Other methods include sessional payments or hourly rates, but here the risk of being considered a “worker” or an employee become more significant, which has tax implications for both parties and creates rights and obligations that currently do not exist in the usual self-employed associate model.
There has been some exploration of skill levels and the notion that patients would not be entitled to advanced care unless the patient oral environment is suitable and the treatment is clinically feasible and beneficial. This puts the onus on the patient, with the support of the dental team to take responsibility for protecting and maintaining their own oral health. It also implies that there would be three levels of complexity delivered by dentists with different skills. Level one was a GDP – the treatment they would be expected to carry out would be that of a one-year qualified dentist (i.e. at the end of foundation training). Level two would be work carried out by a GDP who has additional competencies – essentially a dentist with a special interest, and Level 3 was a registered specialist.
This was very much the direction of travel at the start of the piloting process, but the Department of Health and the commissioners have gone distinctly lukewarm about the idea, since it would have a significant impact on the way dental care is delivered in the high street, with less work being done by a GDP and more by Level 2 and Level 3 dentists and others including DCPs such as therapist, hygienists and extended duty dental nurses.

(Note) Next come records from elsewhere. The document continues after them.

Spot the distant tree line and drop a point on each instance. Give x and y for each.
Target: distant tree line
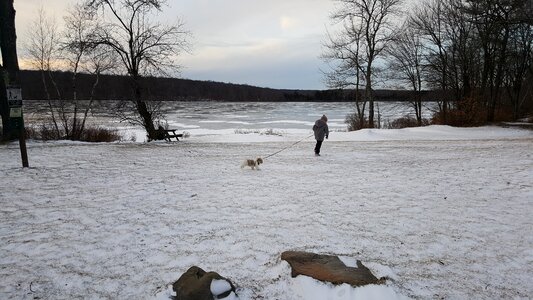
(118, 87)
(477, 53)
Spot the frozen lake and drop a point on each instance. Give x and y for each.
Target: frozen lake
(210, 117)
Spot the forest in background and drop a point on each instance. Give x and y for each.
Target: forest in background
(118, 87)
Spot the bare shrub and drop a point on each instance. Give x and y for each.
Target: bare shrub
(405, 122)
(354, 122)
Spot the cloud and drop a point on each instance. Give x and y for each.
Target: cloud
(272, 43)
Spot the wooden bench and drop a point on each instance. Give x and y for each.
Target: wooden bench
(171, 133)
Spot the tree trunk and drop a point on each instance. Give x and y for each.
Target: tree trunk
(143, 111)
(9, 71)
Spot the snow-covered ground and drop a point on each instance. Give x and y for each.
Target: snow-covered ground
(443, 212)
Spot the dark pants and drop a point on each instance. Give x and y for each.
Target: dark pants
(317, 147)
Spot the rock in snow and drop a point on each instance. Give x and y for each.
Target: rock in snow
(196, 284)
(328, 268)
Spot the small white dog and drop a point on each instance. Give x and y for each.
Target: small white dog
(254, 164)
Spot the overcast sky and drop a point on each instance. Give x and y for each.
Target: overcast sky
(268, 43)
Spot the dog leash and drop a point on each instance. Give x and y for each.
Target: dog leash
(288, 146)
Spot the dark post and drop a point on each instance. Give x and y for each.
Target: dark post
(11, 104)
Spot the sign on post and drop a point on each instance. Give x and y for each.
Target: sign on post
(15, 112)
(14, 96)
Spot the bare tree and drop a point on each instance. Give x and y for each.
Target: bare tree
(343, 53)
(81, 54)
(143, 46)
(371, 19)
(42, 49)
(407, 54)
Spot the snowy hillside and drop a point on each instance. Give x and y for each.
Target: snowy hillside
(443, 212)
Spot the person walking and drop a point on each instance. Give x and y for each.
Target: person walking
(321, 130)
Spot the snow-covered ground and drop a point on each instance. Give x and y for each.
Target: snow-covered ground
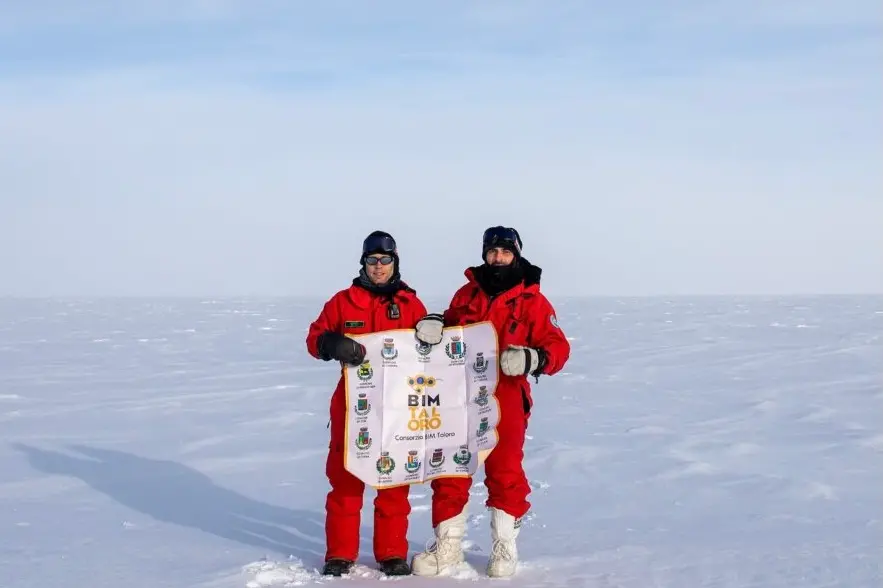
(716, 442)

Prevention is a key part of the system and if a sustainable contract is going to be designed for the next few generations to come, it will have to incentivise prevention, reflect the declining disease levels in younger groups, but recognise the increasingly complex needs for older patients and have a fair system for patients to make a contribution through patient charges. It should also ensure dentists do not deskill.
The associate of the future will need to embrace the minimal intervention dentistry agenda, be preventively focussed and be able to lead a team of multi-disciplinary professionals. They will also need to learn how to offer private treatment ethically and deliver it confidently and successfully. There is no more new money in NHS dentistry and the future success of an associate depends on their ability to work as part of a team offering high quality care for ever more discerning and demanding patients.
The only other jigsaw piece missing is the one marked Brexit. A potential outcome could be the requirement of EU dentists to sit the ORE exam currently needed by dentists from outside the EU. If this results in limiting the number of dentists joining the NHS performers list, it means overnight, the value of a UK dental degree and experience of working in the NHS has just attracted a huge premium. Happy days for associates at last.’